XNNPACK backend supports sparse inference for CNN models described in the Fast Sparse ConvNets paper. Sparse inference is restricted to subgraphs with the following operators:

  • Sparse subgraph must store its weights in sparse representation (using DENSIFY operators in the TensorFlow Lite schema).
  • Sparse subgraph must start with a 3x3 stride-2 CONV_2D operator with padding 1 on each side, no dilation, and 3 input channels.
  • Sparse subgraph must end with either a MEAN operator with reduction across spatial axes, or a DEPTH_TO_SPACE operator.
  • Sparse subgraph may contain the following operators:
    • CONV_2D with 1x1 kernel and no padding. At least 2/3rd of filter weights in the 1x1 CONV_2D operators across the sparse subgraph must be zeroes to enable sparse inference.
    • DEPTHWISE_CONV_2D with 3x3 kernel, stride 1, no dilation, and padding 1 on each side.
    • DEPTHWISE_CONV_2D with 3x3 kernel, stride 2, no dilation, and padding 1 on each side.
    • DEPTHWISE_CONV_2D with 5x5 kernel, stride 1, no dilation, and padding 2 on each side.
    • DEPTHWISE_CONV_2D with 5x5 kernel, stride 2, no dilation, and padding 2 on each side.
    • RESIZE_BILINEAR operator with output dimensions greater than 1.
    • MEAN operator with reduction across spatial axes.
    • ADD and MUL operators where both inputs are 4D tensors. If one of the inputs to ADD or MUL is a constant tensor, it must be representable as either a scalar, or a 1D vector.
    • Unary elementwise operators ABS, CEIL, ELU, FLOOR, HARD_SWISH, LEAKY_RELU, LOGISTIC, NEG, RELU, RELU6, RELU_N1_TO_1, ROUND, SIGMOID, and SQUARE.

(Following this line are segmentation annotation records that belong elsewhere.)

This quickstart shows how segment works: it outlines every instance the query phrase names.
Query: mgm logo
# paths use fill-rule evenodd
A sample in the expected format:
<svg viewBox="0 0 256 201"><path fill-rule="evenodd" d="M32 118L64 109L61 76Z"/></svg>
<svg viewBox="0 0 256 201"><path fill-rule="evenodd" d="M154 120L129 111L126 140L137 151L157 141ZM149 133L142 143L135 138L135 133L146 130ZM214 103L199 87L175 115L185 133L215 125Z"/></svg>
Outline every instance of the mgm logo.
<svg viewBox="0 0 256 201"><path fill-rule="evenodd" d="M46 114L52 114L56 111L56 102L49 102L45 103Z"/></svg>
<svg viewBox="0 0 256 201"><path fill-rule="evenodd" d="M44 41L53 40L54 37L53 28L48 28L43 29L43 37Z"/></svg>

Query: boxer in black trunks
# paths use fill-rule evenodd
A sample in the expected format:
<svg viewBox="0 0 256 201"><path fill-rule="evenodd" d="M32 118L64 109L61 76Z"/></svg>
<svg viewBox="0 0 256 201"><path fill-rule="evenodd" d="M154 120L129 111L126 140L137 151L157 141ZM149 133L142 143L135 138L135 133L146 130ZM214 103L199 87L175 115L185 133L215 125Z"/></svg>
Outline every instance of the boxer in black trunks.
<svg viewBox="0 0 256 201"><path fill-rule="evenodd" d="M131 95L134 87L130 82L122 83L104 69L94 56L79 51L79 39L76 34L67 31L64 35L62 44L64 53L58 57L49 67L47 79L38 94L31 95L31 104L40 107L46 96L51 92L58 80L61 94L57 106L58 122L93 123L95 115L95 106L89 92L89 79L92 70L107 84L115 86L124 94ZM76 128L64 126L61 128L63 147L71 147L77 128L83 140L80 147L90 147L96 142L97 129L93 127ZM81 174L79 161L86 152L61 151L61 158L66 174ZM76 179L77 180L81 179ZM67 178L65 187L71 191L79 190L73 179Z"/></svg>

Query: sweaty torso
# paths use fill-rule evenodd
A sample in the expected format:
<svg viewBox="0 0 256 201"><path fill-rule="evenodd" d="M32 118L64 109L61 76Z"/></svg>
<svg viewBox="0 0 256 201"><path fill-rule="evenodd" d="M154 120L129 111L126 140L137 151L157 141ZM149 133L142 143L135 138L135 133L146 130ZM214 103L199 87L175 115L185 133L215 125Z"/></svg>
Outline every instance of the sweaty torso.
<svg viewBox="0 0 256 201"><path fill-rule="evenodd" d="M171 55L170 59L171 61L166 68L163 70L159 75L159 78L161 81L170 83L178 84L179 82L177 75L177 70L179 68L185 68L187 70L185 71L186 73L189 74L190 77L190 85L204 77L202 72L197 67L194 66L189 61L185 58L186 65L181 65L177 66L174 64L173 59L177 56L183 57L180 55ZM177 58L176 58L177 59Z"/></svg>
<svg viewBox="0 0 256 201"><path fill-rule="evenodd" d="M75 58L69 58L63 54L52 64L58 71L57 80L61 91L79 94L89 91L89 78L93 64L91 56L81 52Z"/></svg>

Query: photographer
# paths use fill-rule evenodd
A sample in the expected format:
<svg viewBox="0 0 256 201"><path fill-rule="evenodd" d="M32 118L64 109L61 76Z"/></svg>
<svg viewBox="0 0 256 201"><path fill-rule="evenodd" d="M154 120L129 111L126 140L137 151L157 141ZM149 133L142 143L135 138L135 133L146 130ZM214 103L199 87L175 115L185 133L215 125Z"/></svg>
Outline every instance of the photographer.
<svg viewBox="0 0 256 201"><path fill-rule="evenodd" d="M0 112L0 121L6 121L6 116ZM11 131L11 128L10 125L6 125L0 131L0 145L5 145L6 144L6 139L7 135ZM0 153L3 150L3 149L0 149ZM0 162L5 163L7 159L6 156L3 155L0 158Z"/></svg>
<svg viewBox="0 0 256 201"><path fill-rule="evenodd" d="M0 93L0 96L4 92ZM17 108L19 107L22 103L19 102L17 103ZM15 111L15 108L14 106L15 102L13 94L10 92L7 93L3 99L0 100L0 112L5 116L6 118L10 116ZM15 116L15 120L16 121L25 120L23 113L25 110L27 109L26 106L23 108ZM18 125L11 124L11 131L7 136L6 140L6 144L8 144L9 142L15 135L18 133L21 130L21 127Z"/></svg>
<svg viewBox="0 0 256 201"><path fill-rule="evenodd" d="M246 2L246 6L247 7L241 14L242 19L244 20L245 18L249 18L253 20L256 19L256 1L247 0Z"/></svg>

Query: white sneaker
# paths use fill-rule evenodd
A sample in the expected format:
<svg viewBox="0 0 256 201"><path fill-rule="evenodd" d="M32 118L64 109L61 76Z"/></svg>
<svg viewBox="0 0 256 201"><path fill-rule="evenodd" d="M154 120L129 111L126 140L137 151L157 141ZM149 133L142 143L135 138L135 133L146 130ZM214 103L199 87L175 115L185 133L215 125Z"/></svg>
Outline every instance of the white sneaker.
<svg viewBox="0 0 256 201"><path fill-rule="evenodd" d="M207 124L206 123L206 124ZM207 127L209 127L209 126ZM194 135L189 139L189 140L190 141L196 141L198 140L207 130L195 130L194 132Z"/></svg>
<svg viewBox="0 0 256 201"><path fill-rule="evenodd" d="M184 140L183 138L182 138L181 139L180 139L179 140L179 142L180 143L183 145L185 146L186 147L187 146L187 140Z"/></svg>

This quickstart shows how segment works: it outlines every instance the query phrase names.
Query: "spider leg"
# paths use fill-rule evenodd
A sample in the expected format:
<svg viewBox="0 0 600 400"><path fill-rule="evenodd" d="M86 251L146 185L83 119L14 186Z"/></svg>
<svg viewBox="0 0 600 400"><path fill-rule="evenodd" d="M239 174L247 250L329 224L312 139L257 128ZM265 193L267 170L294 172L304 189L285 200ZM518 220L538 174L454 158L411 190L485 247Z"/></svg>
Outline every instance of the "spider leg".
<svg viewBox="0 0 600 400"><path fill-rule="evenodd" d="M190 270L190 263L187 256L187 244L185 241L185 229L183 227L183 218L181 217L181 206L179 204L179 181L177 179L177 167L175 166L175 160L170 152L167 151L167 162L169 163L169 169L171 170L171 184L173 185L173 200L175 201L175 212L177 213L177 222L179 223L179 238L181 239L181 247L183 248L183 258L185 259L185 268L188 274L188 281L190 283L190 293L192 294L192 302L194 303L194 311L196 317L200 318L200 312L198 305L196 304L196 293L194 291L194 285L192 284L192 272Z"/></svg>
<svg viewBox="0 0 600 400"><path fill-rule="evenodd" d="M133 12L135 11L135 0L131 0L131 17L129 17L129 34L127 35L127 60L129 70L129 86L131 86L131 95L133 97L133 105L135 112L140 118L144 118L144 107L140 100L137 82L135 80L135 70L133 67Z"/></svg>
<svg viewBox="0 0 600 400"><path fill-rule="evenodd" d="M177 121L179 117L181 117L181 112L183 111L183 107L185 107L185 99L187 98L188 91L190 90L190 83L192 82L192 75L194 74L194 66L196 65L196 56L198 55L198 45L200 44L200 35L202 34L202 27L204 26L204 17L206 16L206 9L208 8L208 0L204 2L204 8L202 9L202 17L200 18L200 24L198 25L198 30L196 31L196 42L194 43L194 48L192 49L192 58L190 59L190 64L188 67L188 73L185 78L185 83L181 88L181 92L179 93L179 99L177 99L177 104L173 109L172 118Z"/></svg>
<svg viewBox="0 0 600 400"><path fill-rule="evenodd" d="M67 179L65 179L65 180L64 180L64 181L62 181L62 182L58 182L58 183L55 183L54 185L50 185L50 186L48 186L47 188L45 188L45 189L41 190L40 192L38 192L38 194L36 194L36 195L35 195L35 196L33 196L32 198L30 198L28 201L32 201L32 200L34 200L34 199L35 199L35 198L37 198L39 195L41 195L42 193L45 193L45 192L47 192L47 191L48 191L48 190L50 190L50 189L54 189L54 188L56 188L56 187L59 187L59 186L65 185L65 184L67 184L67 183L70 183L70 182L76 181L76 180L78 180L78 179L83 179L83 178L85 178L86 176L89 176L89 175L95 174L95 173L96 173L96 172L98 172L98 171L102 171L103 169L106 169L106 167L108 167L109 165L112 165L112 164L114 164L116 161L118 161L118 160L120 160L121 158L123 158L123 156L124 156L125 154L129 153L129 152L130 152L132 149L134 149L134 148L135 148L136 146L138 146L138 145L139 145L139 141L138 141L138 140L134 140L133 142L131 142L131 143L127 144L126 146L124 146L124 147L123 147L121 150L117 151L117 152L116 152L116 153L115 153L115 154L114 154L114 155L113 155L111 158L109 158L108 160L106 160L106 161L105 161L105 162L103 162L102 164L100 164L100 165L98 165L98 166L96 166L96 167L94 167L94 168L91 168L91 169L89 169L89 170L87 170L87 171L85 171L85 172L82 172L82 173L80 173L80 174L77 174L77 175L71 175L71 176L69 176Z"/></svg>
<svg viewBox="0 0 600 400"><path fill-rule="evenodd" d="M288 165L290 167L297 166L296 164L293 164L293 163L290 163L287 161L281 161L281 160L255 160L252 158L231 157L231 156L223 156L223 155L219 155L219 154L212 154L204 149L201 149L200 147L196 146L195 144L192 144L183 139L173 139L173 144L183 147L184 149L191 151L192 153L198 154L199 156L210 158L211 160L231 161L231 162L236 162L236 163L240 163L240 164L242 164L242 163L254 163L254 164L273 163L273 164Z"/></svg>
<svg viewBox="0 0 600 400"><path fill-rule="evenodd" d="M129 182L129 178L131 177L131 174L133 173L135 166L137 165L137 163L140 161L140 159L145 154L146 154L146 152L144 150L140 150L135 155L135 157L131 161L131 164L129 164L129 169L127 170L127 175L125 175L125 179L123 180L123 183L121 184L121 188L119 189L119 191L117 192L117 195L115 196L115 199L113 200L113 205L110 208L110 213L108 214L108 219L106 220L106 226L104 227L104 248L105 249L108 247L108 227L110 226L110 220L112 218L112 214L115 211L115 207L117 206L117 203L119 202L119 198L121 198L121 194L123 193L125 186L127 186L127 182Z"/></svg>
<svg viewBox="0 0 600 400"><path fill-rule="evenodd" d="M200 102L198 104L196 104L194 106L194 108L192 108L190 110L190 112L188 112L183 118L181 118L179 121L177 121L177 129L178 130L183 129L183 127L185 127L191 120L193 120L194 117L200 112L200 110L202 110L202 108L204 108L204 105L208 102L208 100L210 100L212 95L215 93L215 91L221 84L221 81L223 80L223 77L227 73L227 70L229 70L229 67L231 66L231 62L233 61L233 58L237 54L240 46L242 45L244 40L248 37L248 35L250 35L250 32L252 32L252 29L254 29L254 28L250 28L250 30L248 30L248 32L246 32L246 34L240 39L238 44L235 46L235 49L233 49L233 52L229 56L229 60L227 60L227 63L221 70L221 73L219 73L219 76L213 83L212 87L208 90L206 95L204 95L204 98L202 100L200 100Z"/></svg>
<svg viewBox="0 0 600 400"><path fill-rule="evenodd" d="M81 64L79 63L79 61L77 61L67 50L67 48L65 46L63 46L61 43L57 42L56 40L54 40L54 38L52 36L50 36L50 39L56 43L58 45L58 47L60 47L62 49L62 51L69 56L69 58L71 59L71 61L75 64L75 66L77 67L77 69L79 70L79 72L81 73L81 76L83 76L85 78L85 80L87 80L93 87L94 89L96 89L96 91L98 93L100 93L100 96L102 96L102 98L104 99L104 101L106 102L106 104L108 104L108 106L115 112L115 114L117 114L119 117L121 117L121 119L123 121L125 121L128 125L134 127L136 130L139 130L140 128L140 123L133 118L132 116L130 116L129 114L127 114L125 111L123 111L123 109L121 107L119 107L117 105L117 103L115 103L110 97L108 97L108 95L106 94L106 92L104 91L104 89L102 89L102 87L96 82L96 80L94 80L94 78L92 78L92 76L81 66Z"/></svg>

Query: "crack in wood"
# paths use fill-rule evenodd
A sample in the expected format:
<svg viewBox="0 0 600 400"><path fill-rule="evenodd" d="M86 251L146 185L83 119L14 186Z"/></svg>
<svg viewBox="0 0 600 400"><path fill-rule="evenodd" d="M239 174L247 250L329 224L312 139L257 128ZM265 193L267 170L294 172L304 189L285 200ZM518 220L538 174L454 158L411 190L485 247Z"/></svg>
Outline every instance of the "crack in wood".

Pre-trained Fast Sparse ConvNets models provide examples that satisfy these constrains.

Other limitations

  • Dynamically allocated (with kTfLiteDynamic allocation type) inputs and outputs are not supported.
  • Resizing model inputs (via Interpreter::ResizeInputTensor) is supported, but cause a complete reinitialization of the delegate instance, which has considerable overhead.